His Wife Tried (more Than Once) to Kill Him, but Tony Toto Is Alive, Well—and Phoning Her in Prison

updated 05/07/1984 AT 01:00 AM EDT

originally published 05/07/1984 AT 01:00 AM EDT

I Love Tony (Situation Comedy) Tony To to goes sprawling down the front steps of his house after an unknown assailant rigs a wire across the top stair. Tony walks away uninjured. It had all the absurd makings of a sitcom, and starting with that pratfall in August 1982, the adventures of Tony Toto seemed headed for a long run.
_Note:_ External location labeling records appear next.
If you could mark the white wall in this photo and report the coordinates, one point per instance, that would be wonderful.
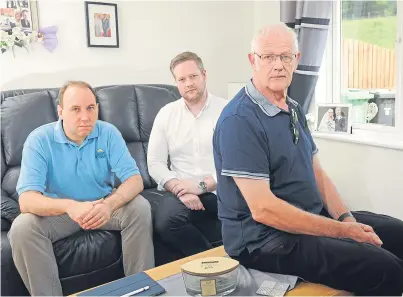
(151, 34)
(368, 177)
(265, 13)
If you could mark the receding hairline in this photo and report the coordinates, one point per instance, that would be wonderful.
(274, 28)
(77, 84)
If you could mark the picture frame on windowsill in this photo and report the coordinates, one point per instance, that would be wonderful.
(333, 118)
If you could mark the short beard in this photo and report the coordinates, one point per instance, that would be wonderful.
(196, 99)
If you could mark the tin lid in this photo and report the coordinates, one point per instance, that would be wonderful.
(210, 266)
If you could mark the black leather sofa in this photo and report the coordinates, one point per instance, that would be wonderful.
(87, 258)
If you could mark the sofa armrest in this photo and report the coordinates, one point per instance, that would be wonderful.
(9, 207)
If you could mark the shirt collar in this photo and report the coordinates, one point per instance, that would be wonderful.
(267, 107)
(60, 136)
(206, 104)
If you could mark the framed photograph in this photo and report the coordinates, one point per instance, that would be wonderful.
(19, 13)
(333, 118)
(102, 24)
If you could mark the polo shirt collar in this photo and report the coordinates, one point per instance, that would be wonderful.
(267, 107)
(60, 136)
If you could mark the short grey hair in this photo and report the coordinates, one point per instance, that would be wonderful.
(266, 30)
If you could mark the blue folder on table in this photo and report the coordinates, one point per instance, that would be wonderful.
(126, 285)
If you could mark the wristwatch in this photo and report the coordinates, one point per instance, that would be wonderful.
(344, 216)
(203, 186)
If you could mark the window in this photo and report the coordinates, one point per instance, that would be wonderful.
(361, 64)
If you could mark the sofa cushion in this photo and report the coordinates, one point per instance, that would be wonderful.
(9, 207)
(20, 115)
(87, 251)
(117, 106)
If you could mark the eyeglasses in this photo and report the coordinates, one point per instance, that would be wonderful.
(293, 126)
(271, 58)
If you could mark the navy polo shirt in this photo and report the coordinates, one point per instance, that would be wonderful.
(253, 139)
(59, 168)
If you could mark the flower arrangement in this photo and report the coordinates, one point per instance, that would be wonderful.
(17, 37)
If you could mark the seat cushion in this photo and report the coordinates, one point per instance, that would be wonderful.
(87, 251)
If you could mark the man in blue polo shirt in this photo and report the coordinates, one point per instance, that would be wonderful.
(279, 210)
(67, 184)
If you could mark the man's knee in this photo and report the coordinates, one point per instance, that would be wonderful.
(139, 209)
(386, 273)
(170, 215)
(23, 228)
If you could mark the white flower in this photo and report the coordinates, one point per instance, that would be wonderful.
(310, 117)
(4, 36)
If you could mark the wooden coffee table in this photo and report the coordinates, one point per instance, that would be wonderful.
(302, 289)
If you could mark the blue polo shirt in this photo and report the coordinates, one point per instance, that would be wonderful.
(59, 168)
(253, 139)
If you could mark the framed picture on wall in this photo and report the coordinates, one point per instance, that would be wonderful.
(102, 24)
(333, 118)
(19, 13)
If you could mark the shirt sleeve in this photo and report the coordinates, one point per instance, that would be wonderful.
(34, 167)
(243, 149)
(304, 125)
(157, 155)
(121, 161)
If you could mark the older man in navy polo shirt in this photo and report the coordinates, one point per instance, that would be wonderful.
(66, 184)
(280, 212)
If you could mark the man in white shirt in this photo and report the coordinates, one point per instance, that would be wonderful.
(183, 132)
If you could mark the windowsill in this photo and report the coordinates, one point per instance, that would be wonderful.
(361, 139)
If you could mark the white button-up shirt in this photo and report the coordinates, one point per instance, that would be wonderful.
(186, 139)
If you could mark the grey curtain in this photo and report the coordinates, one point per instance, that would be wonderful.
(310, 19)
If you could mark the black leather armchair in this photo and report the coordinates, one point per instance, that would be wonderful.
(87, 258)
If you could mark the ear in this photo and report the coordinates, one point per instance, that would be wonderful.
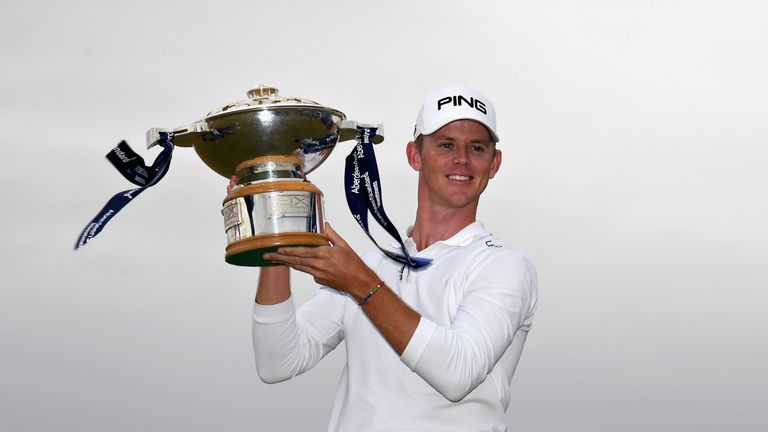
(495, 163)
(414, 158)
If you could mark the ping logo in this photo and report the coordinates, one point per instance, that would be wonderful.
(460, 100)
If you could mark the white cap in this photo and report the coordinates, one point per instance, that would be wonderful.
(455, 102)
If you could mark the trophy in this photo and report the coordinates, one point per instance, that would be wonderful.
(270, 143)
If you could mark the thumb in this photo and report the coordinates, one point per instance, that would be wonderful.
(335, 239)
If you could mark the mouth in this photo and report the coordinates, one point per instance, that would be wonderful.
(458, 177)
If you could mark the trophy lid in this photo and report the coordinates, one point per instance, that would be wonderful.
(262, 97)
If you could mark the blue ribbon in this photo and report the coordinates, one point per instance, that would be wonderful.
(132, 167)
(363, 189)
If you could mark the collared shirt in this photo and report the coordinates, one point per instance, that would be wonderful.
(476, 302)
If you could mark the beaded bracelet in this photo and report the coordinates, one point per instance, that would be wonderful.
(373, 291)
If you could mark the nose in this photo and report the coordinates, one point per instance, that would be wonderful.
(461, 155)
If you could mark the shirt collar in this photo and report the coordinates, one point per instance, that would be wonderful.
(464, 237)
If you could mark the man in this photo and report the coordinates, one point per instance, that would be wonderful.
(428, 349)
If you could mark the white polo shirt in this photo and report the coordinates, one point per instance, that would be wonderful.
(476, 299)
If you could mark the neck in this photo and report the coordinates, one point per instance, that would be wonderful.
(433, 225)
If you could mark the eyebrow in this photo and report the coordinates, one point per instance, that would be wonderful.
(450, 138)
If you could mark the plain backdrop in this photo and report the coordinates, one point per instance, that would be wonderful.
(634, 141)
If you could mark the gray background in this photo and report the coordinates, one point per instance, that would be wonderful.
(634, 138)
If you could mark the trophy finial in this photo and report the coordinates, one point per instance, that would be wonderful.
(262, 91)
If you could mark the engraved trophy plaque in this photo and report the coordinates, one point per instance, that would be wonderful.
(270, 143)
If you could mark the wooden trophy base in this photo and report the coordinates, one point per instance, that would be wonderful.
(248, 252)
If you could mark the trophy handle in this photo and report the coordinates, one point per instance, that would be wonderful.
(183, 136)
(349, 130)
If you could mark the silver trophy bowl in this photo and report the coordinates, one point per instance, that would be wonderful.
(270, 143)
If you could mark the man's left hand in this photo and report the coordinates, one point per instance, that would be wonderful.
(336, 266)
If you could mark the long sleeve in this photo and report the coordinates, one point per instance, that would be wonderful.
(493, 318)
(287, 342)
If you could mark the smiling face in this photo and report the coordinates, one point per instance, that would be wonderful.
(454, 164)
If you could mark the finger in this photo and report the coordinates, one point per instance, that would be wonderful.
(301, 251)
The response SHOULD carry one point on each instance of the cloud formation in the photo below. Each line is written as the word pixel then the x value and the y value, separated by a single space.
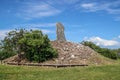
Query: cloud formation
pixel 30 10
pixel 103 42
pixel 112 7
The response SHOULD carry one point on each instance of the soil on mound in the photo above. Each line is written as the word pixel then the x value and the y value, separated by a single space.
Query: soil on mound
pixel 70 53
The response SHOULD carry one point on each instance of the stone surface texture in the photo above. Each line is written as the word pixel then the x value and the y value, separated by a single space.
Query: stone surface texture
pixel 60 32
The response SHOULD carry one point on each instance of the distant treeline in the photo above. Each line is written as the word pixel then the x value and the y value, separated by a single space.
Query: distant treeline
pixel 110 53
pixel 34 44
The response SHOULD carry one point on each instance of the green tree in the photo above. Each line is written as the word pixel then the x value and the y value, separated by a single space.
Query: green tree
pixel 37 46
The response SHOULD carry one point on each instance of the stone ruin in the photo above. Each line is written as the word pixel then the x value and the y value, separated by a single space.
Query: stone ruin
pixel 60 32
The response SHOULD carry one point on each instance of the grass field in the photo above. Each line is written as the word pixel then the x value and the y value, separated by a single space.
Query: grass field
pixel 106 72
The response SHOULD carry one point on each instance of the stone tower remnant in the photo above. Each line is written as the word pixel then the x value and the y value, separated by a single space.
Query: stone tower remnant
pixel 60 32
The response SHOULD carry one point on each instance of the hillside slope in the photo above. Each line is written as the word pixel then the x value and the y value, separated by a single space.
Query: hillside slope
pixel 70 53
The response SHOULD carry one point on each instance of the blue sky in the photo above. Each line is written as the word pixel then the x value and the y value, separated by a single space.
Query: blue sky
pixel 93 20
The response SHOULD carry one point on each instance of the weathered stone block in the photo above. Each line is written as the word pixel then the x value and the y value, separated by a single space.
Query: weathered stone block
pixel 60 32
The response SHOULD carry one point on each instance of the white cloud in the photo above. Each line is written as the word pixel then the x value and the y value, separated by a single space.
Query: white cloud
pixel 119 36
pixel 39 25
pixel 103 42
pixel 110 7
pixel 37 10
pixel 3 33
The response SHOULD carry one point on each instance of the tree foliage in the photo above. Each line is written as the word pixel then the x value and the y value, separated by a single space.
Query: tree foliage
pixel 110 53
pixel 35 45
pixel 9 45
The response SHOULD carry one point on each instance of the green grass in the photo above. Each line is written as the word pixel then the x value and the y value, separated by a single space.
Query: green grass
pixel 106 72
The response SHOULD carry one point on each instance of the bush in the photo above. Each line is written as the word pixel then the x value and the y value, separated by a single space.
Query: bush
pixel 37 46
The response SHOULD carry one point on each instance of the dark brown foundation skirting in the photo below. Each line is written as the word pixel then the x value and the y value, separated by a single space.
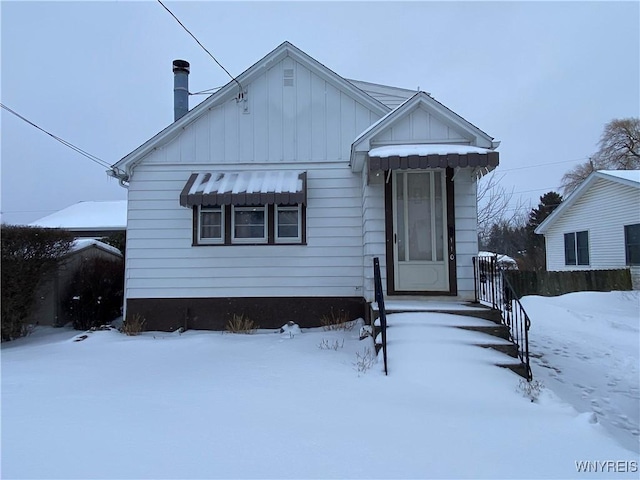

In fact, according to Allentown, Pa. police, the then 37-year-old pizzeria owner scarcely had time to ponder the identity of his assailant before the attacker tried again.

I Love Tony (Situation Comedy)
Tony is accosted by a stranger who attempts to brain him with a baseball bat. The bat becomes tangled in a bush, and Tony gets off without a scratch. Toto was getting a mite peeved. Clearly somebody wanted him out of the way. But who? Why? A few weeks later, while the police were investigating, Tony's nemesis struck again.

I Love Tony (Situation Comedy)
Tony discovers that someone has rigged his 1982 Lincoln to explode when he turns the ignition key. The device fails, and Tony drives off safely. Tony couldn't figure it. Certainly there was no reason to suspect Frances, 38, his wife of 17 years, who worked at his side in their pizzeria. Then in January 1983 someone tried again to do him in. And now there was a new character in the script, Anthony Bruno, 21, who was dating Tony's daughter, Elizabeth, 17.

I Love Tony (Situation Comedy)
A man creeps into Tony's bedroom while he is sleeping and with Tony's .25-caliber automatic shoots him in the head. The bullet lodges in Toto's brain but miraculously fails to kill him. Toto went into shock. Frances took care of him, fed him chicken soup laced with the sleeping aid Nytol. The trusting Toto later explained, "She did it to make sure that if I died, I would die in my sleep." The police were not so sure.

I Love Tony (Situation Comedy)
Two teenage boys steal up on Tony as he sleeps. Unsure where Tony's heart is located, they recall that in grade school the right hand goes over the heart during the Pledge of Allegiance. One of the boys presses Tony's gun against his chest and fires. The bullet goes right through Tony, but the wound is not fatal. In fact, Tony gets up and walks into the living room wanting to know what all the noise is about. The next night the teenagers, cousins named Ronald and Donald Barlip, bragged to a friend about their new careers as hit men. The friend told the police. Captain Gerald Monahan found Tony in bed, and pulling down the blankets, discovered Tony's chest wound. Monahan caught up with Frances, who had already left the room to call her lawyer, and arrested her for attempted murder. The sitcom was over.

From the moment he was well enough to comprehend his situation, Toto vigorously defended Frances. He posted $50,000 bail for her, hired her the best lawyer he could afford, and testified in her behalf. According to Toto, the real villain was Anthony Bruno. "He sees I've got a nice home, a nice business, a nice family, and he's going to get it all," Toto declared.

The police, however, believed that Frances had started trying to kill Tony even before Bruno came into the picture. She certainly had a motive: Toto admitted that he was a ladies' man—"my mistake was my nightlife." According to Frances, Tony also beat her frequently; he admits only that he "pushed" her on occasion.

In March Frances began serving four to 10 years in the state prison at Muncy, about 90 miles northwest of Allentown. For aiding Frances, Bruno and the Barlip boys also got prison sentences.

Tony, who came to the U.S. from Bari, Italy at 14, is now thinking of opening a pizza parlor closer to Frances' new address. Meanwhile he and his four children phone Frances every night for 15 minutes. The calls make Tony wistful. "According to the law, she's wrong, and I have to go along with the law. But in my heart, I know Frances is innocent."

Then he says, "I'm looking forward to my wife coming home. We've got a lot of good years ahead of us." Barring, of course, an accident.